API Gateway: How the rate limit assertion works
search cancel

API Gateway: How the rate limit assertion works

book

Article ID: 190066

calendar_today

Updated On:

Products

CA API Gateway API SECURITY CA API Gateway Precision API Monitoring Module for API Gateway (Layer 7) CA API Gateway Enterprise Service Manager (Layer 7) STARTER PACK-7 CA Microgateway

Issue/Introduction

How does the rate limit assertion work on the API Gateway?

Environment

Release : 9.3, 9.4

Component : API GATEWAY

Resolution

The rate limit uses a token bucket algorithm. In order to allow through a request, a counter must spend a token from the bucket. Tokens accumulate in the bucket when it goes unused, up to a maximum. The rate at which tokens are added to the bucket for a given number of nanoseconds of idle time is set by the configured rate limit.

When burst mode is not enabled, the bucket can only hold 1.5 tokens.
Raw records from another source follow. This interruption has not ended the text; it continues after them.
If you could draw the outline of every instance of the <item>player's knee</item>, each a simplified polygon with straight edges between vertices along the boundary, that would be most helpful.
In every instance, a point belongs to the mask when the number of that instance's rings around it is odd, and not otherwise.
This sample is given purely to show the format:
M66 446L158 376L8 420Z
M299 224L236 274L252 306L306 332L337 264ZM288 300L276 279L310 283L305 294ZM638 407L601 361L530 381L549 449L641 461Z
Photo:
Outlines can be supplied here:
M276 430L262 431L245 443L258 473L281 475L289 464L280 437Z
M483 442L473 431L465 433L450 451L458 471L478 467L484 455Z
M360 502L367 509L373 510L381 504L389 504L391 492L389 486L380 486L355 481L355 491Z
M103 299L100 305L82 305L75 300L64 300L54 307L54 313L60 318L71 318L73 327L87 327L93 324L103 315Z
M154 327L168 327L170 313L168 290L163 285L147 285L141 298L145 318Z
This means that if a request is sent through an idle counter, the counter will not have enough tokens to allow through a second request until at least half the rate limit has elapsed (eg, for a limit of 10/sec, that would be half of 1/10th a sec, or 1/20th a sec). Over time this will only allow through messages at a rate equal to the limit.
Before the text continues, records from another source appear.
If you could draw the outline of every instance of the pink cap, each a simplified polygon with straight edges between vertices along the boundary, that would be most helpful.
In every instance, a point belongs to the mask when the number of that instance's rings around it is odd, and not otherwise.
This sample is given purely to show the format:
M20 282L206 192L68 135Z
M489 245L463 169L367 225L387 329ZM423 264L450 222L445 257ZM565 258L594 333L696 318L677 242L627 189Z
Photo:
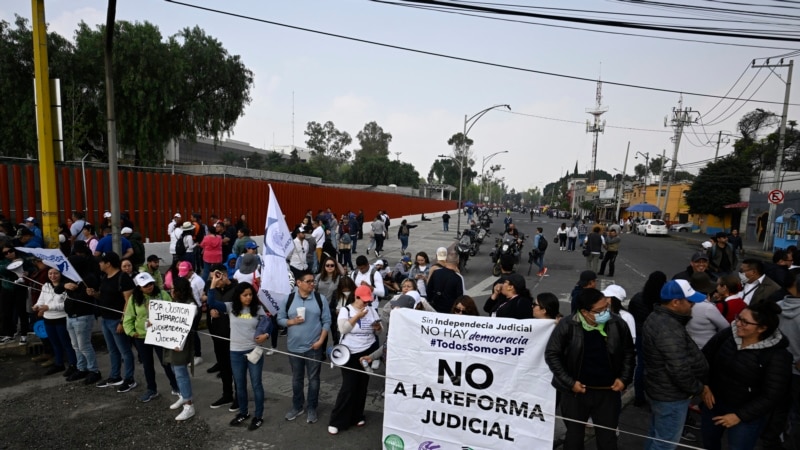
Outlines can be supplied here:
M185 277L192 271L192 263L189 261L183 261L182 263L178 264L178 276Z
With burst mode enabled, the bucket is allowed to hold more tokens. The number of tokens it can hold depends on the rate limit and the "spread limit over" setting. If you are spreading the limit over 5 seconds, then up to 5 seconds worth of tokens are allowed to accumulate in the bucket when a counter is idle. For the previously-mentioned 10/sec limit, this would be 50 tokens. In this mode, the counter will have enough tokens to spend to allow 
a burst of 50 requests arriving all at once, but after this it would be empty and (if traffic continues to arrive) would continue on to behave like it would have if burst mode was not enabled.
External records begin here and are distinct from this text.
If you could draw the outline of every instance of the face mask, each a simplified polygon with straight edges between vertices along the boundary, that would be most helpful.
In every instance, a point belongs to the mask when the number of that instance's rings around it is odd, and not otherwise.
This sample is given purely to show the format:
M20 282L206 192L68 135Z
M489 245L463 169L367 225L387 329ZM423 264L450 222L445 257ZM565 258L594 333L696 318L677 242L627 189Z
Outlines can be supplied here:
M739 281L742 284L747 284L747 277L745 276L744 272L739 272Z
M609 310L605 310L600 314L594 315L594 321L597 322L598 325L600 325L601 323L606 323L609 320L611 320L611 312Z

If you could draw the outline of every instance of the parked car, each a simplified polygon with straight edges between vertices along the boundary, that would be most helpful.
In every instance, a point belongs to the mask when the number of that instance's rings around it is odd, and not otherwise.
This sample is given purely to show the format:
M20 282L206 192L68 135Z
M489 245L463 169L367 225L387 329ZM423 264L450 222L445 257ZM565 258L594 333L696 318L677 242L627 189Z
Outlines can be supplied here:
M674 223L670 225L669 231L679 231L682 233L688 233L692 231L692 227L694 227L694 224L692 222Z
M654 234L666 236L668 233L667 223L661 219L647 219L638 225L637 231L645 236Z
For concurrency, it is possible to limit concurrency per-counter using the concurrency limit. The intent of the global maxQueuedThreads setting is to prevent all Gateway transport pool threads from being delayed inside rate limit counters at the same time. If this isn't a concern you can disable this limit by setting to a very high value. However, then it could be possible for the Gateway to run out of available threads and stop responding to new requests.